On Friday morning, the New York City Department of Education released ratings of 18,000 teachers, based on how much their students had improved in math and English as measured by state tests. New York is the second city, after Los Angeles, to publish teachers names and their ratings.
The teachers union has been fighting their release for a year and a half, and even Bill Gates chimed in on Wednesday in the opinion pages of The New York Times, calling it a "capricious exercise in public shaming." Douglas N. Harris, an economist at the University of Wisconsin, who helped develop the rankings, said that publicly releasing them "strikes me as at best unwise, at worst absurd."
But a judge ruled two weeks ago that the Department of Education could indeed release them, even though teachers have identified factual errors in their reports, and respected statisticians have criticized the methodology. The judge found that the public interest in teacher performance trumped any issue over teacher privacy, and that "there is no requirement that data be reliable for it to be disclosed."
The reports show that over the five years that scores were tallied, 521 teachers were consistently in the bottom 5 percent, and 696 were consistently in the top 5 percent, reports The New York Times. Half of the teachers ranked "average," and 20 percent each "above average" and "below average." But the margin of error on some of the scores reaches as high as 35 points on the math test and 53 points on the English test, and were occasionally based on sample sizes as small as 10 students.

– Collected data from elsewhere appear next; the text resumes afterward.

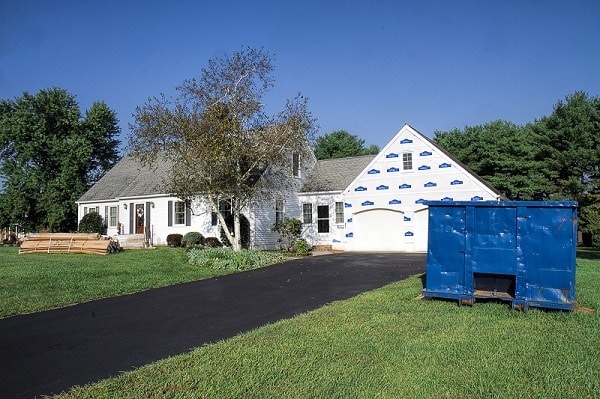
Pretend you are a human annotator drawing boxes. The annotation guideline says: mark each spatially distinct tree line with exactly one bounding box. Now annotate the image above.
[0,88,120,233]
[433,91,600,245]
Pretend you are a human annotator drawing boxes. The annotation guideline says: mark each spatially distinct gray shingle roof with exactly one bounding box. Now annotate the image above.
[300,155,376,193]
[78,155,171,202]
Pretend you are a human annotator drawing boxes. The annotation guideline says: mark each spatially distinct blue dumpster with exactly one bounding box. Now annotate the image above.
[423,201,577,311]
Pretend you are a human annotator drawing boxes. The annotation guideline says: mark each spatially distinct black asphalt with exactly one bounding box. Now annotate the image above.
[0,252,425,398]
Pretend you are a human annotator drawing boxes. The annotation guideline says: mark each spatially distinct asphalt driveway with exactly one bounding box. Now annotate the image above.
[0,252,425,398]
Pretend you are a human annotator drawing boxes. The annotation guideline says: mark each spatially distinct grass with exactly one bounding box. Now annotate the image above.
[0,246,233,318]
[2,246,598,397]
[47,249,599,399]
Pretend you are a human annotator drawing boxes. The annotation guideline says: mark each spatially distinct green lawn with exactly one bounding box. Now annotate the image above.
[0,246,232,318]
[54,250,598,399]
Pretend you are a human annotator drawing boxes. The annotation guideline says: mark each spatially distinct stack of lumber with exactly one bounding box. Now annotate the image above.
[19,233,121,255]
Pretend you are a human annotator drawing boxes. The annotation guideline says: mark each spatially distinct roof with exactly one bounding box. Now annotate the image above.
[300,155,376,193]
[78,155,171,202]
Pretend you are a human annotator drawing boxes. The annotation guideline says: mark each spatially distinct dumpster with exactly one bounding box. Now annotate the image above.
[423,201,577,311]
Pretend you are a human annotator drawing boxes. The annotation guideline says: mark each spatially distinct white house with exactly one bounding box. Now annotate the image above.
[77,124,502,251]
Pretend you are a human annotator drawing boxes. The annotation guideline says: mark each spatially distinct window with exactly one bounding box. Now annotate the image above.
[335,202,344,224]
[317,205,329,233]
[109,206,118,227]
[403,152,413,170]
[275,199,284,225]
[211,212,218,226]
[174,201,186,225]
[292,153,300,177]
[302,203,313,224]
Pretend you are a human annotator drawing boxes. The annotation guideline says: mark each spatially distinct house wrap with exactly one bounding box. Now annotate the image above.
[77,124,502,251]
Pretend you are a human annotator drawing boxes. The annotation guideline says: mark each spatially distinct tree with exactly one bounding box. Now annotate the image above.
[0,88,121,232]
[532,91,600,203]
[433,91,600,245]
[129,47,317,251]
[314,130,379,159]
[433,120,553,200]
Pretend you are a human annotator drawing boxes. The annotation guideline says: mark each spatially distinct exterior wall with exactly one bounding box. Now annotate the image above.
[251,177,306,250]
[251,150,316,250]
[297,192,346,251]
[342,125,501,252]
[77,196,221,246]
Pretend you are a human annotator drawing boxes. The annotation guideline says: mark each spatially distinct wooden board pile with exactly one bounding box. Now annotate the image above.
[19,233,121,255]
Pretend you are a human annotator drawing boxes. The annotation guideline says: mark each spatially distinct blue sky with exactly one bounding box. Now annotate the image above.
[1,0,599,152]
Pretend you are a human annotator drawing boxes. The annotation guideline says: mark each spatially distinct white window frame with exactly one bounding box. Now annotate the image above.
[403,152,413,170]
[335,202,344,224]
[292,152,300,177]
[174,201,186,225]
[302,203,313,224]
[317,205,329,233]
[109,206,118,227]
[275,199,284,225]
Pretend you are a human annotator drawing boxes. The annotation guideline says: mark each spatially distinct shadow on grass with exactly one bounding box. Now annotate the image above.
[577,247,600,260]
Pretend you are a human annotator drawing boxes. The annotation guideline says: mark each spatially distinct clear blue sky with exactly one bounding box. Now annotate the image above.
[1,0,599,152]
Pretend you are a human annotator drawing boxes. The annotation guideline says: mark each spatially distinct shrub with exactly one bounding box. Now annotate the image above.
[78,212,104,235]
[295,238,311,256]
[166,234,183,247]
[204,237,222,247]
[187,247,287,271]
[273,218,302,252]
[182,231,204,248]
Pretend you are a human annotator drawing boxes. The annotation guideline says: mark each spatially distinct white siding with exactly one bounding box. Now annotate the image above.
[297,192,346,250]
[342,125,500,252]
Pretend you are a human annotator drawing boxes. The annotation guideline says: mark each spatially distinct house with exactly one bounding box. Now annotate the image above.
[77,124,502,251]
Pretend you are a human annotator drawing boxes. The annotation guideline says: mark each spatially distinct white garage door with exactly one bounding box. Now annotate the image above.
[352,208,429,252]
[353,209,406,251]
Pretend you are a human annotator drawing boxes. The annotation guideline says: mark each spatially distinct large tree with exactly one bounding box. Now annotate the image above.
[314,129,379,160]
[433,91,600,245]
[0,88,120,232]
[433,120,553,200]
[129,47,317,251]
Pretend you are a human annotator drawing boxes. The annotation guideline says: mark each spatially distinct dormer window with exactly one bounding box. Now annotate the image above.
[292,152,300,177]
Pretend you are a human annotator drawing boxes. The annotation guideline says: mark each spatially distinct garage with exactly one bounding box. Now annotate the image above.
[351,208,429,252]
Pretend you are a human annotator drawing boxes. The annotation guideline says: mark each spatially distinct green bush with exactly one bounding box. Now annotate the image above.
[187,247,287,271]
[166,234,183,247]
[204,237,222,247]
[295,238,311,256]
[273,218,302,252]
[78,212,104,235]
[182,231,204,248]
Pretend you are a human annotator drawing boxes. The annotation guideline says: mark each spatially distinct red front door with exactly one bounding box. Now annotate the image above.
[135,204,144,234]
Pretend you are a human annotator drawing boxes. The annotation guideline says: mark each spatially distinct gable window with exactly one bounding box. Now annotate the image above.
[317,205,329,233]
[302,203,313,224]
[335,202,344,224]
[174,201,186,225]
[109,206,118,227]
[403,152,413,170]
[275,199,284,225]
[292,153,300,177]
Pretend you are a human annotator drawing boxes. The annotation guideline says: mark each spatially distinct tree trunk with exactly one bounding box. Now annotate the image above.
[232,207,242,252]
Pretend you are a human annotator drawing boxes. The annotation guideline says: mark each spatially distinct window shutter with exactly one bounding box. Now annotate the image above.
[104,206,109,227]
[168,201,173,226]
[146,202,151,231]
[129,203,134,234]
[186,205,191,226]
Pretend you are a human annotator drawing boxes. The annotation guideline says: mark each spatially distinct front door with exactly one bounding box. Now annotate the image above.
[135,204,145,234]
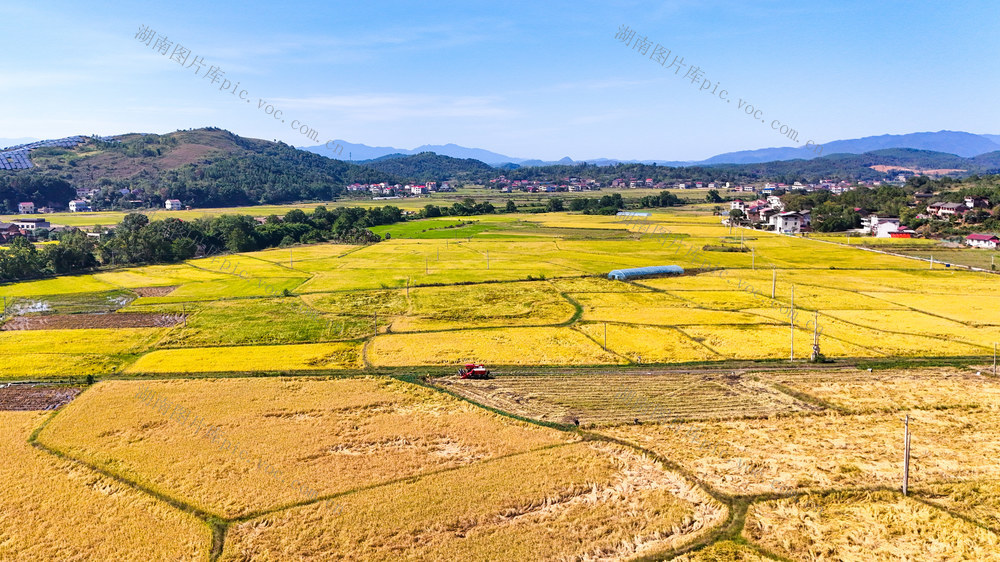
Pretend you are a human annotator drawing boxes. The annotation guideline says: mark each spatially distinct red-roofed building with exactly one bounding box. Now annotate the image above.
[966,233,999,249]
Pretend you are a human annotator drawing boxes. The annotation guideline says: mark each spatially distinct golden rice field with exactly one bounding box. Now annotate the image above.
[1,210,997,378]
[124,341,363,373]
[0,411,211,560]
[370,327,622,366]
[36,377,573,518]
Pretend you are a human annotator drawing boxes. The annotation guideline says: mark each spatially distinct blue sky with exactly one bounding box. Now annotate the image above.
[2,1,998,161]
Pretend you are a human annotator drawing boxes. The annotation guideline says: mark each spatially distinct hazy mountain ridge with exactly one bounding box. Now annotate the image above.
[303,130,1000,168]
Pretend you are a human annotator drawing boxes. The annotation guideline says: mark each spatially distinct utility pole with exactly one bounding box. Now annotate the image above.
[811,310,820,361]
[373,312,377,336]
[182,304,186,327]
[902,415,911,496]
[930,255,934,269]
[790,285,795,361]
[772,268,776,299]
[604,323,608,351]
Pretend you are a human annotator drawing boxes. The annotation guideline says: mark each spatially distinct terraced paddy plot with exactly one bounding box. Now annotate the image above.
[665,289,775,310]
[744,491,1000,561]
[133,276,308,303]
[220,442,726,561]
[861,292,1000,325]
[248,243,357,264]
[0,385,80,410]
[576,324,720,364]
[763,368,1000,413]
[37,377,572,518]
[603,407,1000,495]
[435,373,820,426]
[370,327,621,366]
[125,341,363,373]
[0,412,211,560]
[0,353,127,380]
[94,263,231,288]
[0,275,117,298]
[681,324,873,359]
[748,310,989,357]
[300,288,408,316]
[153,298,346,347]
[2,312,183,330]
[2,289,136,315]
[0,328,163,355]
[395,281,574,331]
[550,276,653,293]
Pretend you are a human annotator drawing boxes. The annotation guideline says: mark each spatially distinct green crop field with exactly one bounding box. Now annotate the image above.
[3,209,998,377]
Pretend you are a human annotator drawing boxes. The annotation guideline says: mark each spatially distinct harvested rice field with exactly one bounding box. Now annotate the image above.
[435,372,821,426]
[219,442,726,561]
[744,491,1000,561]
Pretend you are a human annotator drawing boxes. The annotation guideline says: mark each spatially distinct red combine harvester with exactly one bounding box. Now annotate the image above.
[458,363,491,379]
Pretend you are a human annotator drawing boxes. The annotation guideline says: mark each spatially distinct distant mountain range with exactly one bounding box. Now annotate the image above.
[301,130,1000,168]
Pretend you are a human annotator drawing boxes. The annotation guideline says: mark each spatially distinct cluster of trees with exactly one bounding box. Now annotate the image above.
[0,175,76,214]
[0,232,97,281]
[637,190,684,208]
[0,205,402,281]
[568,193,625,214]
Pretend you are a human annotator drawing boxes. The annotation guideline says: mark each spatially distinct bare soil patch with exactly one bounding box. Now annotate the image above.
[0,385,80,410]
[132,286,177,297]
[2,313,184,330]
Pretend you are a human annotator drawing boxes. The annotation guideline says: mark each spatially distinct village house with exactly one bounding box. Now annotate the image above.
[966,233,1000,249]
[926,202,966,218]
[769,211,806,234]
[965,196,991,209]
[68,200,91,212]
[11,218,50,234]
[0,223,23,242]
[889,226,916,238]
[165,199,183,210]
[17,202,35,214]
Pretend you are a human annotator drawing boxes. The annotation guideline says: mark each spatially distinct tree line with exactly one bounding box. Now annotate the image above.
[0,205,402,282]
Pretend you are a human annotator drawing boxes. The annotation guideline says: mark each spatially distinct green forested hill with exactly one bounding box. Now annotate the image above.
[0,128,399,212]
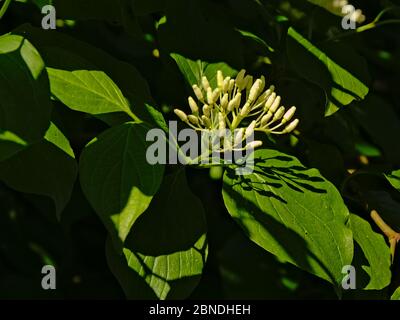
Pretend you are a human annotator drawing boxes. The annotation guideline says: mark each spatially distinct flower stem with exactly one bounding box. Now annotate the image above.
[370,209,400,263]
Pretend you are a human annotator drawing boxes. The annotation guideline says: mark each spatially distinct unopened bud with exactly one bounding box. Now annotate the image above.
[240,102,252,117]
[203,104,211,117]
[261,113,273,127]
[223,77,231,92]
[174,109,188,122]
[228,93,241,112]
[217,70,224,89]
[202,76,210,91]
[282,119,299,134]
[234,128,245,146]
[282,106,296,123]
[249,79,262,102]
[207,87,214,104]
[269,95,281,113]
[188,115,199,125]
[201,115,211,128]
[245,140,263,150]
[218,112,225,131]
[273,106,285,122]
[245,75,253,93]
[236,69,246,89]
[264,92,276,111]
[245,120,256,139]
[192,84,204,101]
[221,93,229,110]
[212,88,220,103]
[228,79,235,92]
[188,96,199,114]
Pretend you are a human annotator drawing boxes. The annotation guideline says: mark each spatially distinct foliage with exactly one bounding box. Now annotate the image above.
[1,0,400,300]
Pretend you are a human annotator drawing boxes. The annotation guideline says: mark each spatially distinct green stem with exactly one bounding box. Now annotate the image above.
[0,0,12,20]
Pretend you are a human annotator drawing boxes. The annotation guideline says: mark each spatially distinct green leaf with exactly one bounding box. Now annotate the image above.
[47,68,138,120]
[44,122,75,158]
[391,287,400,300]
[13,25,155,126]
[349,214,391,290]
[286,28,369,116]
[0,34,52,143]
[222,149,353,286]
[171,53,237,88]
[385,170,400,192]
[80,122,164,243]
[236,29,274,52]
[106,170,208,300]
[0,135,78,219]
[0,130,27,162]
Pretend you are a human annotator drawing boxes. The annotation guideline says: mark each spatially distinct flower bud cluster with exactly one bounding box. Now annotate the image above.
[174,69,300,156]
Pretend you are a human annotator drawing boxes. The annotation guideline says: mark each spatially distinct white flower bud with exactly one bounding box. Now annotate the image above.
[207,87,213,104]
[202,76,210,91]
[282,106,296,123]
[223,77,231,92]
[188,96,199,114]
[245,120,256,139]
[269,95,281,113]
[234,128,245,146]
[249,79,262,102]
[228,92,241,112]
[192,84,204,101]
[273,106,285,122]
[221,93,229,110]
[217,70,224,89]
[174,109,188,122]
[245,140,263,150]
[212,88,220,103]
[218,112,225,131]
[264,92,276,111]
[240,102,252,117]
[236,69,246,89]
[282,119,299,134]
[203,104,211,117]
[228,79,235,92]
[188,115,199,125]
[261,112,273,127]
[201,115,211,128]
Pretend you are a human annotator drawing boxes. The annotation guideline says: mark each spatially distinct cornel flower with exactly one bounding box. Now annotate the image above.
[174,69,299,153]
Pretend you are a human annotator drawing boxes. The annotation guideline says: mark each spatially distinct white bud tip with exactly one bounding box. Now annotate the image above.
[264,92,276,110]
[192,85,204,101]
[201,115,211,128]
[273,106,285,121]
[207,87,213,104]
[202,76,210,90]
[245,120,256,138]
[246,140,263,150]
[261,113,273,126]
[284,119,300,133]
[203,104,211,117]
[188,115,199,125]
[188,96,199,114]
[217,70,224,88]
[249,79,262,102]
[283,106,296,122]
[174,109,188,122]
[269,95,281,113]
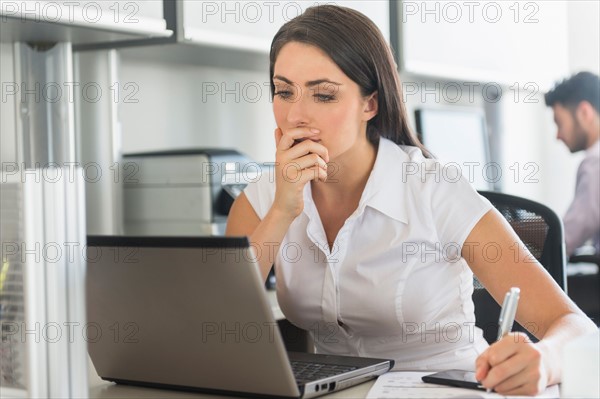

"The purpose of these reports is not to look at any individual score in isolation ever," said Shael Polakow-Suransky, the city's Education Department's Chief Academic Officer. "No principal would ever make a decision on this score alone and we would never invite anyone, parents, reporters, principals, teachers, to draw a conclusion based on this score alone."
What Do They Mean?
The scores come from a comparison of how well students did on a test compared to how one would expect them to do, given their previous test score, attendance rates, ethnicity, poverty level and other factors. In sum, it's an attempt to isolate the value added by the teacher to the mix. The score is then placed on a scale of 0 to 99, which is meant to indicate where a teacher stands in comparison to a teacher of similar experience.
These ratings, known as Teacher Data Reports, began as a pilot program five years ago, and city officials vowed that they would not be used in termination decisions, and that they would battle any attempt to make them public. But back in October 2010, city officials urged a handful of news organizations to ask to see them under the Freedom of Information Act, which they did. The United Federation of Teachers quickly filed suit.
The Teacher Data Reports are the latest example of a national effort to base teacher tenure and salary on individual performance, as judged by various measures that are always imperfect and contentious. It is also part of a push to remove teachers from the classroom who consistently prove themselves to be substandard. In New York, state, city and union officials agreed on a new evaluation system by which 40 percent of the rating comes from pupils' test scores and 60 percent on principals' observations of teachers' work.
For the time being, parents are left to wrestle with the scores of their children's teachers, and whether to link a bad grade given their son or daughter to the bad grade of their teacher, or whether to shrug off these numbers as a poor way to measure the value of an educator.